Już jutro na rynku zadebiutować mają RX-y 9070 i 9070 XT. Gracze mają wobec nich wysokie oczekiwania, wyśrubowane przez niedawną prezentację. Czy jednak karty zdołają im podołać? W odpowiedzi na to pytanie mogą pomóc opublikowane dzisiaj recenzje. Wynika z nich, że nadchodzące karty faktycznie mogą konkurować z układami ze średniej półki od Nvidii. Jednak ich udany debiut zależy głównie od dostępności i ceny.
Wydajność nadchodzących RX-ów
Jeśli chodzi o czystą wydajność, to nie można nic zarzucić nowym kartom od AMD. Mocniejszy RX 9070 XT, zgodnie z zapewnieniami AMD oferuje moc obliczeniową na poziomie RTX 5070 Ti.
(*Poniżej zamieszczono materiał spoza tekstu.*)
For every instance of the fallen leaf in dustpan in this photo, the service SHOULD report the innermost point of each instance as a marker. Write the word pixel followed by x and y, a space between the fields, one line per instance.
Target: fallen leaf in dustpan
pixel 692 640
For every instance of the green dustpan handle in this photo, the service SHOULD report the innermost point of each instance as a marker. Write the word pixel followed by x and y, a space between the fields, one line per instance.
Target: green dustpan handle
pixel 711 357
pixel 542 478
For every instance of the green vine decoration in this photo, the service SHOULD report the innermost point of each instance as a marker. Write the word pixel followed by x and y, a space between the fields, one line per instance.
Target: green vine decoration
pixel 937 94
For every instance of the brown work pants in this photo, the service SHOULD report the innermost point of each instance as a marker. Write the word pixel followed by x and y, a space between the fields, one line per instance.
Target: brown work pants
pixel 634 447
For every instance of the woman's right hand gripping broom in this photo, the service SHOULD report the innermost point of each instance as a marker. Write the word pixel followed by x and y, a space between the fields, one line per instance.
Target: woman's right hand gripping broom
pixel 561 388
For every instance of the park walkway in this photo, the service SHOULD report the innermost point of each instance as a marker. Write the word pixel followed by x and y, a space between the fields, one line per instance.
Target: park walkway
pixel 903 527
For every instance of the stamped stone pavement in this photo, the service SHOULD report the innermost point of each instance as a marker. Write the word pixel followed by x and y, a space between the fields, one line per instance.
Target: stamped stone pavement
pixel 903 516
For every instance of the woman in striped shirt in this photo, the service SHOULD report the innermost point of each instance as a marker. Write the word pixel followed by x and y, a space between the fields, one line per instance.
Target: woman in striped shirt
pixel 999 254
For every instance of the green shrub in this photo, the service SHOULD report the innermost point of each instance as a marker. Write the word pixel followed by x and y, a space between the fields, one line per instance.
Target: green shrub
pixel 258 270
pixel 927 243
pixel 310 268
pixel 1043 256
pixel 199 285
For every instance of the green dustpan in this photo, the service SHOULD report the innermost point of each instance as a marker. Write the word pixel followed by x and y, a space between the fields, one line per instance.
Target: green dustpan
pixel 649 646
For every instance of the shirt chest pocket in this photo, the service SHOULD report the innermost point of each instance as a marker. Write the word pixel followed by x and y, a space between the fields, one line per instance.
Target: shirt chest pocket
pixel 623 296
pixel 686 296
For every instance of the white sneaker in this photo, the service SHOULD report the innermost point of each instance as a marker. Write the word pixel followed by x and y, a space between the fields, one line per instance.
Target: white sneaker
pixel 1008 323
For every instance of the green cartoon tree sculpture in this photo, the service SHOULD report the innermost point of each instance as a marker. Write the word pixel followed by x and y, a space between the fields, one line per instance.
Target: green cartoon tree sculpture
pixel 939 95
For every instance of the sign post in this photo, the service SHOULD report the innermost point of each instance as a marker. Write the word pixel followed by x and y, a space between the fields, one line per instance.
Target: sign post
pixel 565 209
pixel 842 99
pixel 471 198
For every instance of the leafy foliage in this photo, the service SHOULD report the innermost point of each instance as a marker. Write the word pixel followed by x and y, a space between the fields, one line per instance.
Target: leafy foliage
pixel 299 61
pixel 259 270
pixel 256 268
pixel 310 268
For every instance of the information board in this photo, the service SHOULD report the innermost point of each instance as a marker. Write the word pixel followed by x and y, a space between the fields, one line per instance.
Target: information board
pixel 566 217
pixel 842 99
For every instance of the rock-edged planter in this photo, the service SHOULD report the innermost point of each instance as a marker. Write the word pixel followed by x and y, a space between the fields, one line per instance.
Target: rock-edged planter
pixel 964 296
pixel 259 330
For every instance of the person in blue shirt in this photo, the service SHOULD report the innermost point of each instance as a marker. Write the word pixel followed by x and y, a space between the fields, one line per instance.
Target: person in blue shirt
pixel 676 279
Miłym zaskoczeniem dla recenzentów okazał się słabszy RX 9070. W teorii miał on konkurować bezpośrednio z RTX-em 5070. Jednak testy wykazują, że jest on od niego o około 17% mocniejszy. Najlepiej różnice w wydajności będzie można porównać na podstawie gier. Poniżej możecie zobaczyć przykładowe wyniki uzyskane przez karty w Cyberpunku 2077, który bardziej lubi karty „zielonych” i Hogwarts Legacy preferującym układy „czerwonych”.
Warto przy okazji wspomnieć o pamięci. Oba układy od AMD posiadają 16 GB VRAM-u. W taką samą ilość został wyposażony RTX 5070 Ti, zaś standardowy model otrzymał do dyspozycji jedynie 12 GB. Z tego względu RX 9070 może dominować w wyższych rozdzielczościach nad RTX-em 5070.
Ray Tracing
Niestety nie wszystko jest idealne. Układy od AMD, pomimo korzystania z 3 generacji rdzeni odpowiedzialnych za śledzenie promieni, wciąż nie mogą osiągnąć wydajności oferowanej przez karty Nvidii. Różnicę możecie zobaczyć na podstawie wspomnianego wcześniej Cyberpunka 2077. Niemniej, recenzenci zaznaczają, że „czerwoni” poczynili znaczne postępy względem poprzedniej generacji Radeonów.
FSR 4 i generator klatek
Podobnie jest w przypadku technologii skalowania. Nowa wersja FSR ma zapewniać znacznie lepszą jakość obrazu względem FSR 3.1. Wciąż jednak nie może konkurować z DLSS 4. Większość recenzentów jest zgodna, że FSR 4 skupia się głównie na jakości grafiki. Nie należy więc oczekiwać znacznych wzrostów płynności w porównaniu do FSR 3.1. Ciekawe porównanie przygotował serwis The Verge. Można na nim łatwo zauważyć jak bardzo FSR 4, dominuje nad poprzednią wersją.
Zdaniem twórców, najsłabszym punktem omawianej technologii AMD jest mała liczba tytułów obsługujących ją.
Co warto zaznaczyć, AMD nie przygotowało żadnej odpowiedzi na Multi Frame Generation dostępny na kartach Nvidii. Nie należy więc oczekiwać, że układy „czerwonych” zaoferują podobną płynność jak ich konkurencji podczas korzystania z generatora klatek.
Wnioski
Pomimo kilku wad, większość recenzentów przyznała, że układy od AMD zrobiły na nich dobre wrażenie. Twórcy szczególnie chwalili wzrost czystej wydajności oraz cenę. Nie ma się przy tym co dziwić. Konkurencyjne układy ze średniej półki od Nvidii nie oferują znacznej poprawy względem swoich poprzedników. Dodatkowo obecnie są bardzo trudne do dostania. Jeśli więc AMD uda się dostarczyć na rynek wystarczającą liczbę układów to może się okazać, że wielu graczy skusi się na ich karty, zamiast czekać na niepewne dostawy RTX-ów.